One might have experienced a sense of ‘zoning out’ when doing the dishes or mopping the floor. The initial disgust or even indifference is replaced by cold consistent action without the thought of result. I haven’t had the displeasure of meeting a skilled mediation master, but I imagine that (s)he would agree with me that meditation is more than sitting still and breathing. It involves on just doing, for lack of a better word. Meditation, for me, is a process of finishing a job and while doing that, finding a piece of you own self. It isn’t just a way of living healthy, it is a way of living. The inner voice which doesn’t seem to shut up, becomes surprisingly silent and much more constructive when given a chance to express all that it needs to.
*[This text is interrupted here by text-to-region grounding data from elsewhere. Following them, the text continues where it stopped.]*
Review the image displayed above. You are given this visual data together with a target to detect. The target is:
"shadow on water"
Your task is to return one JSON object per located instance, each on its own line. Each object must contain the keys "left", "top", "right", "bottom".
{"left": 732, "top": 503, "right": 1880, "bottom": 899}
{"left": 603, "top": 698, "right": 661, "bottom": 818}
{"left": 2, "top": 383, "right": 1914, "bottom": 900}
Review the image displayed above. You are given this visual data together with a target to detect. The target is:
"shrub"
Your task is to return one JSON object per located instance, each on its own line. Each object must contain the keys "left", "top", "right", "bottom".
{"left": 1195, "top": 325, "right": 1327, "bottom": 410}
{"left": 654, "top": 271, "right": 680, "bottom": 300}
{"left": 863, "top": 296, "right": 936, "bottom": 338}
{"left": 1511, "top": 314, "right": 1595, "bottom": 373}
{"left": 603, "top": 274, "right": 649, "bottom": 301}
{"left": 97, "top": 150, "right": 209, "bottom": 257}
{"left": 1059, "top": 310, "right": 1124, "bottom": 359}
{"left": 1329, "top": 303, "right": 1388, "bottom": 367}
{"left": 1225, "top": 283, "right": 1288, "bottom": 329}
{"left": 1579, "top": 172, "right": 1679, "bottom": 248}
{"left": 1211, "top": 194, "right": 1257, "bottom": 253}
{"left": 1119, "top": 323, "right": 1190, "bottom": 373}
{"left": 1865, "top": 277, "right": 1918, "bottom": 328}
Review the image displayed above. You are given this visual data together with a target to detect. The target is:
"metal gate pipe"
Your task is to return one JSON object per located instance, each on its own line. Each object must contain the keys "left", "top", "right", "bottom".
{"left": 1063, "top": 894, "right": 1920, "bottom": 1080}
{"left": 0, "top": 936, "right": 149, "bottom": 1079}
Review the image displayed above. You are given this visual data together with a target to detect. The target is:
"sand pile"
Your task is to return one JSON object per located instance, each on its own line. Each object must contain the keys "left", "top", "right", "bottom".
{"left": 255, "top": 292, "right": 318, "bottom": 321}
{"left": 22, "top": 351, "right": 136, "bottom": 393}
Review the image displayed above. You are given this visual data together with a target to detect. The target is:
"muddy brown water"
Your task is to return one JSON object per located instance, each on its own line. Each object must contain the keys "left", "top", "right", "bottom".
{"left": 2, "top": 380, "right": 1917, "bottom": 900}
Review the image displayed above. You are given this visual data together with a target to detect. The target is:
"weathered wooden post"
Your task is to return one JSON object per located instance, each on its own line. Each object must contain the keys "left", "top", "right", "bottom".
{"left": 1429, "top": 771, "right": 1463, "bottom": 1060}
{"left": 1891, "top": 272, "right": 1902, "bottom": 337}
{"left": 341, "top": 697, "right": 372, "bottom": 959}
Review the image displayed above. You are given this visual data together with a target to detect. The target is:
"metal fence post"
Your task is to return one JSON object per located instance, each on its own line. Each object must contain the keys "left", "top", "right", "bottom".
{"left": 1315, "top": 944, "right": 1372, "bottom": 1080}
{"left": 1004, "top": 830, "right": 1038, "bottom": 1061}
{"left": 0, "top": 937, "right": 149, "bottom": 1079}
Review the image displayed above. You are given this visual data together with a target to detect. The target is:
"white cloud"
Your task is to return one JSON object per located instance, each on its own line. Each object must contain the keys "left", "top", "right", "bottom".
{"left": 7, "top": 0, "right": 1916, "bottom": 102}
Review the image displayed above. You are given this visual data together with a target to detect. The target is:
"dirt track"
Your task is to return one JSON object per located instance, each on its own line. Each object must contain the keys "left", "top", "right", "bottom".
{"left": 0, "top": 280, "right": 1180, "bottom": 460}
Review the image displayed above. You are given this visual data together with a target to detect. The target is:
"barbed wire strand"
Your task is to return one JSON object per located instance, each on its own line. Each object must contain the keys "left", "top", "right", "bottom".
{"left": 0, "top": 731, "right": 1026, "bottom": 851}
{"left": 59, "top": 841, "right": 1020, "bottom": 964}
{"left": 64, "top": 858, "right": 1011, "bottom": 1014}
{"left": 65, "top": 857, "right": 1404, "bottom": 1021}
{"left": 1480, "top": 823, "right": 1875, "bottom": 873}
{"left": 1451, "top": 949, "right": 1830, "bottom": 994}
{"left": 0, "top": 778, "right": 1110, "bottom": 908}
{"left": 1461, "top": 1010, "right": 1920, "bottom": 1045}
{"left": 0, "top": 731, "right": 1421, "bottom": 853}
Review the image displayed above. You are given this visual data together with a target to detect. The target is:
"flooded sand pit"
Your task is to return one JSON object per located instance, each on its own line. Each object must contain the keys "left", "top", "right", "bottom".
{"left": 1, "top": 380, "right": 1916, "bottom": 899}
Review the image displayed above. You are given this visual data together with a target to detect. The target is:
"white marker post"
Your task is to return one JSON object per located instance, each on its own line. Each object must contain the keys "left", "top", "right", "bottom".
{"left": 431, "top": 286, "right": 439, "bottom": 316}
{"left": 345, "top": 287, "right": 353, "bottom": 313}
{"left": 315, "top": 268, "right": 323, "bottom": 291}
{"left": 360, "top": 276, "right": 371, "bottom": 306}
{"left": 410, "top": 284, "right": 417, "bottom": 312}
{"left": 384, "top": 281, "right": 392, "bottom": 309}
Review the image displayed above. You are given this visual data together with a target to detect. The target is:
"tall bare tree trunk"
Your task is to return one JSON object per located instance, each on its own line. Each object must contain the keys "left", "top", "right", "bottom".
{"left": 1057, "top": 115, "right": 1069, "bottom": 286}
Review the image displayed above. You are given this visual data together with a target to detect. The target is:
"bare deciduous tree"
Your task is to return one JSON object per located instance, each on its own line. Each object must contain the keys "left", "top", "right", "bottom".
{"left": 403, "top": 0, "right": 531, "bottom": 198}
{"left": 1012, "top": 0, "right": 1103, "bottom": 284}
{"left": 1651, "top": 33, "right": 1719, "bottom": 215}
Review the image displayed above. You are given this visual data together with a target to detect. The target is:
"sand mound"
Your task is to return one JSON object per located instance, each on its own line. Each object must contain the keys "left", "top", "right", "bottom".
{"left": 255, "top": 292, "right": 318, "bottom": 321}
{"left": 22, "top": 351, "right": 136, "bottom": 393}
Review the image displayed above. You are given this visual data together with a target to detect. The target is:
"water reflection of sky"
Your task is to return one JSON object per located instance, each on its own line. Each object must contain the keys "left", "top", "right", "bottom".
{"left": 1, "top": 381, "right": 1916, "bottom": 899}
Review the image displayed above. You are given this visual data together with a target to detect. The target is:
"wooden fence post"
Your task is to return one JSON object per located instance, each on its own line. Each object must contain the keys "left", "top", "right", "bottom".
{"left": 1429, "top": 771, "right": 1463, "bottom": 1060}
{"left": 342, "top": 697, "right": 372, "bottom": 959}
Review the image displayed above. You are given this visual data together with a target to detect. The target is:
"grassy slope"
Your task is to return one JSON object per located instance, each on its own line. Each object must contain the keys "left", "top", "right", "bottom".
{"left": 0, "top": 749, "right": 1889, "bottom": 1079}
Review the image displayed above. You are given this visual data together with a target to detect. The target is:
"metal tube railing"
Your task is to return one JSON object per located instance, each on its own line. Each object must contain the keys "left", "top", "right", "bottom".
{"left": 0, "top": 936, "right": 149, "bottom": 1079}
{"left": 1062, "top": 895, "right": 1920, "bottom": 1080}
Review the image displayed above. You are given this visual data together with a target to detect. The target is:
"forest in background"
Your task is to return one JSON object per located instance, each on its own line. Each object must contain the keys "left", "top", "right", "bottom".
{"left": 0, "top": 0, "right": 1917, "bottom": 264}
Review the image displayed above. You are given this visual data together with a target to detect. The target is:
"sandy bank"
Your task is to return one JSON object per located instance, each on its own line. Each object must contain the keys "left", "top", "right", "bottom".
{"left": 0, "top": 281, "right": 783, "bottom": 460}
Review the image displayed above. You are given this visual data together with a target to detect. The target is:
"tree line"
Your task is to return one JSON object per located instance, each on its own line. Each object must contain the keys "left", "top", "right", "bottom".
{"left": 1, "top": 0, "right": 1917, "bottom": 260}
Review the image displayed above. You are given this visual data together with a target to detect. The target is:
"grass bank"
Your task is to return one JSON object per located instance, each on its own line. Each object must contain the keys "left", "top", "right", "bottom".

I know, it sounds all romantic and mystic. It actually is. When cleaning the dishwares (I have made it up just now), moving the lawn or watering the garden, I have experienced a simultaneously a slower and a more detailed passage of time. It isn’t a very ordinary feeling, but can be experienced everyday. The feeling comes and goes with time, but it leaves powerful impressions. The time you are alone with your thoughts brings out all the past hurt, the disappointments, the regrets, the guilt, the anger, the suffering, the familiar feeling of heart break and the feelings of excitement, hope, joy, smiles, tears of joy, the familiar scent of her favourite lip balm, the taste of mom’s food and much more. If you have ever defined yourself by your past, you will have plenty of opportunity to redefine them. You will even have the chance to think about possible future outcomes, reprioritise your priorities, make certain new boundaries and maybe make up your mind if you were indecisive about something.
Granted, this won’t happen in a day. It will take some practice and a whole lotta time. To be brutally honest, it might never work for you. Maybe you weren’t born to do even a single chore. I am not asking you to give it a try. You’ll probably do better under the guidance of a teacher. You might even feel worse for it. We can’t be certain of anything in our chaotic universe. To put it fancily: Ignotum Fatum. But I feel a need to share my views with someone. What is better than doing it sitting behind a computer screen, to potentially thousands of people? (in reality, just 4 or five in case of a good month)
Hope that you will find whatever you are looking for, while I continue to do the same for me.